Penetration Testing mailing list archives

Re: Layer 2 arp snooping without Layer 3?


From: Nikolaj <lorddoskias () gmail com>
Date: Thu, 25 Oct 2007 10:44:52 +0300

offset wrote:
I've been playing with arp poisoning lately and had some questions about arp poisoning without layer 3.

Is it possible to configure a linux system with one NIC to act as a layer 2 bridge instead of using IP forwarding 
(layer 3)?

I can poison another systems arp cache to come to my MAC address for its default gateway, but I'd like to do mitm 
snooping without my NIC having an IP address signed.

Just asking if this is a possibility to configure linux bridging to route traffic destined for my MAC to be routed back 
out at layer 2 to the real default gateway MAC.

I've been playing around with setting up a layer 2 bridge (bridge-utils) on linux, but not sure if I can say, all 
packets that arrive to my bridge via arp poisoning will be re-routed out to the default gateway MAC to keep the victims 
network from halting due to lack of layer 3 (no ip address to forward through).

Regards,

Well you could poison one's cache but without you having an ip address it will be pointless.
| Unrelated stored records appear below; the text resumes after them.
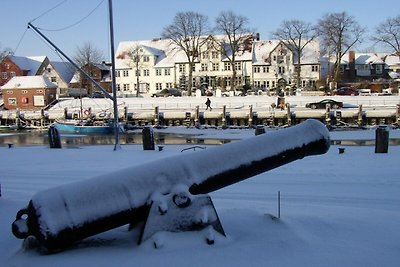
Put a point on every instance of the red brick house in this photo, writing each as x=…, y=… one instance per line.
x=12, y=66
x=101, y=73
x=28, y=92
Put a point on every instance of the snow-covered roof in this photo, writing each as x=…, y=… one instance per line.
x=365, y=58
x=65, y=69
x=263, y=49
x=28, y=82
x=31, y=64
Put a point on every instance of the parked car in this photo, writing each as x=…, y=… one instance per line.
x=346, y=91
x=168, y=92
x=98, y=94
x=322, y=104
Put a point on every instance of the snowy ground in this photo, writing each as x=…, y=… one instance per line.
x=336, y=210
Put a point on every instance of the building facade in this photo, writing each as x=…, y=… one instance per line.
x=12, y=66
x=28, y=92
x=262, y=65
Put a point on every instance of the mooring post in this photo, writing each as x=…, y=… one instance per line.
x=54, y=137
x=288, y=114
x=250, y=120
x=279, y=204
x=65, y=113
x=126, y=113
x=197, y=117
x=224, y=116
x=328, y=114
x=156, y=116
x=148, y=138
x=381, y=139
x=41, y=117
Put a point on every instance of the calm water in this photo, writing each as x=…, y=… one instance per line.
x=29, y=138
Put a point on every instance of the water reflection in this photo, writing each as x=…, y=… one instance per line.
x=29, y=138
x=41, y=138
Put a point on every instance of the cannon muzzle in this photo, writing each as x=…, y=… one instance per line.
x=62, y=215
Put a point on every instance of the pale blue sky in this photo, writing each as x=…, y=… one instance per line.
x=139, y=20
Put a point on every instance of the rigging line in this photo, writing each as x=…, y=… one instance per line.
x=44, y=13
x=20, y=41
x=76, y=23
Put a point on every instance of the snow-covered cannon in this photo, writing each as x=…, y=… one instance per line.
x=60, y=216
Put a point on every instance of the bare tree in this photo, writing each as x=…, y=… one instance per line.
x=239, y=38
x=296, y=35
x=338, y=33
x=388, y=33
x=136, y=55
x=186, y=32
x=5, y=52
x=88, y=54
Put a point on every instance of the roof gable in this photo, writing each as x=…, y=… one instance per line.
x=28, y=82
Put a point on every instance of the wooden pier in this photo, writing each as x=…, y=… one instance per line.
x=220, y=116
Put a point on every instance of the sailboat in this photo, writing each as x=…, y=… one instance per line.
x=81, y=126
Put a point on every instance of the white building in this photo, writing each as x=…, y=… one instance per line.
x=261, y=65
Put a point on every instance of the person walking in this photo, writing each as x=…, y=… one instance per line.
x=208, y=104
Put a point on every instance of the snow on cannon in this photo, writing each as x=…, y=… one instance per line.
x=167, y=195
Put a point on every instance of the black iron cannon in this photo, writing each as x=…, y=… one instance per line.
x=61, y=216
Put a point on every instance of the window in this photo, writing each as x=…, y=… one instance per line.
x=378, y=69
x=238, y=66
x=215, y=66
x=12, y=101
x=227, y=66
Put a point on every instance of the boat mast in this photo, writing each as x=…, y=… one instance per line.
x=117, y=145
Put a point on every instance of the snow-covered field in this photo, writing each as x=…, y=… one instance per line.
x=336, y=209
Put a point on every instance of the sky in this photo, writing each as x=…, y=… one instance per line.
x=335, y=209
x=71, y=23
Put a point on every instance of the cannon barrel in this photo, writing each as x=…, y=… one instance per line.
x=62, y=215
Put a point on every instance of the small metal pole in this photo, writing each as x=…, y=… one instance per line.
x=279, y=204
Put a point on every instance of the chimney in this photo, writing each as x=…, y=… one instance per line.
x=352, y=66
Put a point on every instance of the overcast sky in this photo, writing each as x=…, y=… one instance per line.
x=141, y=20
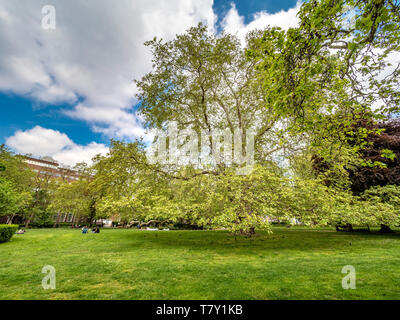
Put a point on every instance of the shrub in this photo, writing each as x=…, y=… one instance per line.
x=7, y=231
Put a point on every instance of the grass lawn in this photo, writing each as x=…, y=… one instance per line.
x=294, y=263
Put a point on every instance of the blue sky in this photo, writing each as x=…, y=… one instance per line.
x=66, y=92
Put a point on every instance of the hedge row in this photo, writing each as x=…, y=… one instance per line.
x=7, y=231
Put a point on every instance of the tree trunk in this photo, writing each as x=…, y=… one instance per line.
x=57, y=221
x=27, y=222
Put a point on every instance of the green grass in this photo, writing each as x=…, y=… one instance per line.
x=129, y=264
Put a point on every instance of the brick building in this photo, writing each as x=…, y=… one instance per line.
x=48, y=167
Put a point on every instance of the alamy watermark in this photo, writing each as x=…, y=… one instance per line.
x=349, y=281
x=205, y=149
x=49, y=17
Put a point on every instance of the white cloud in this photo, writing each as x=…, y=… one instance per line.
x=90, y=60
x=234, y=23
x=39, y=141
x=92, y=57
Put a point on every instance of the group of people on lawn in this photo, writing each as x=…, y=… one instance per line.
x=94, y=230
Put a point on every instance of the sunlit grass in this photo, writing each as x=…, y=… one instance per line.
x=129, y=264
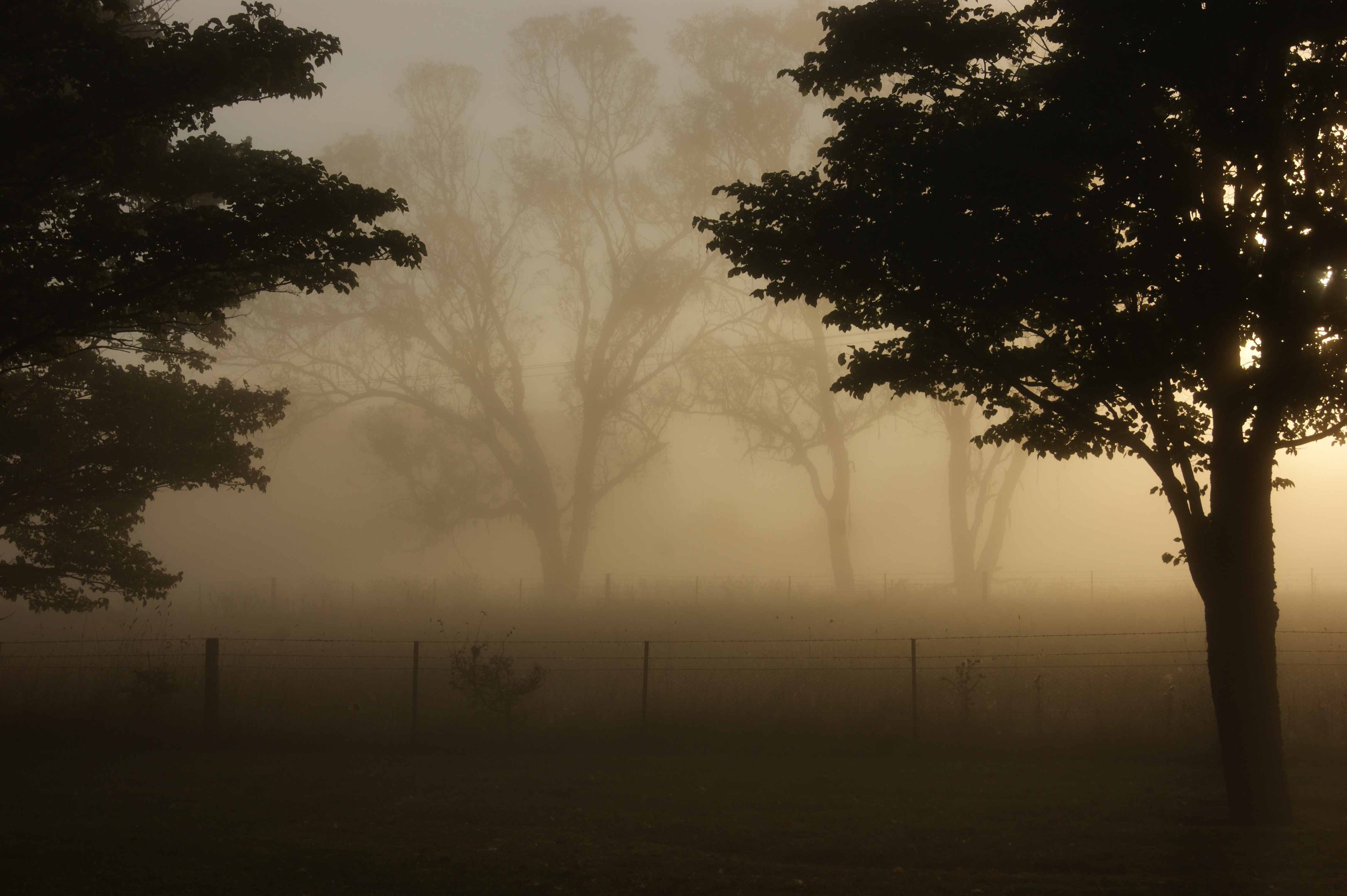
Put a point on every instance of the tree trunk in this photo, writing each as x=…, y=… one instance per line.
x=837, y=506
x=962, y=541
x=1234, y=572
x=991, y=555
x=840, y=547
x=553, y=556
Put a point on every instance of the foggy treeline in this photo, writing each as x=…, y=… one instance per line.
x=568, y=310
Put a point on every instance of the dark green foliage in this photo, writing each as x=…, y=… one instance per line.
x=127, y=225
x=1124, y=225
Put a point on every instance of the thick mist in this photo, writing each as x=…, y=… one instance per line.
x=715, y=501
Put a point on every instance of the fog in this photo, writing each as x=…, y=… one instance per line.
x=702, y=506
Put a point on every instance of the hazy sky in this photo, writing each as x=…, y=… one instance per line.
x=701, y=510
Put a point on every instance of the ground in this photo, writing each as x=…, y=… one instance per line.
x=258, y=822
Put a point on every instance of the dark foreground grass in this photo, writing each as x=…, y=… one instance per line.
x=600, y=824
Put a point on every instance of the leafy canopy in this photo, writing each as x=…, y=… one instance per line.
x=1124, y=224
x=127, y=227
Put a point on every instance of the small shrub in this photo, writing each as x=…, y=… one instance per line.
x=490, y=681
x=965, y=684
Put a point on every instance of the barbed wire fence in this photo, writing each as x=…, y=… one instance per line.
x=1131, y=688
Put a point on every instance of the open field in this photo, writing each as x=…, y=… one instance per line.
x=243, y=822
x=744, y=666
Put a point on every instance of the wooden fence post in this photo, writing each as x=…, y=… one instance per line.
x=415, y=684
x=646, y=687
x=914, y=693
x=212, y=680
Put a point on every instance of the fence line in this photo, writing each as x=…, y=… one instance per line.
x=422, y=665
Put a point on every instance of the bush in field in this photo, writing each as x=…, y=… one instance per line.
x=491, y=683
x=965, y=684
x=150, y=687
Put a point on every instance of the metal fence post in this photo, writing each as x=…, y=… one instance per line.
x=415, y=684
x=646, y=685
x=212, y=680
x=914, y=693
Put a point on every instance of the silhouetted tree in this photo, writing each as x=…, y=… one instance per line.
x=588, y=202
x=772, y=376
x=771, y=371
x=981, y=486
x=1123, y=225
x=128, y=228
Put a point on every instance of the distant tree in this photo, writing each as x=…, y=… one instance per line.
x=592, y=205
x=128, y=228
x=981, y=485
x=1121, y=225
x=772, y=376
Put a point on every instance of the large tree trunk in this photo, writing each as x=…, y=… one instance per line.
x=840, y=548
x=837, y=506
x=991, y=555
x=1232, y=564
x=553, y=556
x=962, y=540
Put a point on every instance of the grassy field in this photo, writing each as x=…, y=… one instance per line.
x=255, y=822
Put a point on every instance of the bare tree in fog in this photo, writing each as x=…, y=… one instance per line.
x=982, y=482
x=774, y=377
x=772, y=372
x=588, y=202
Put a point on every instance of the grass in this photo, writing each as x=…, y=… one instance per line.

Arp is used to map l2 to l3. So if you send rogue packets saying that mac 11:22:33:44:55:66 is on your ip address without you having one the hosts will start sending packets to the rogue ip address ( that should be yours) and because you don't have it setup the traffic will go to /dev/null ( the switches will forward it to you nic but you won't have an ip address and the kernel will most likely discard it). I think this is what will happen. And ARP is designed to find an address based on another one.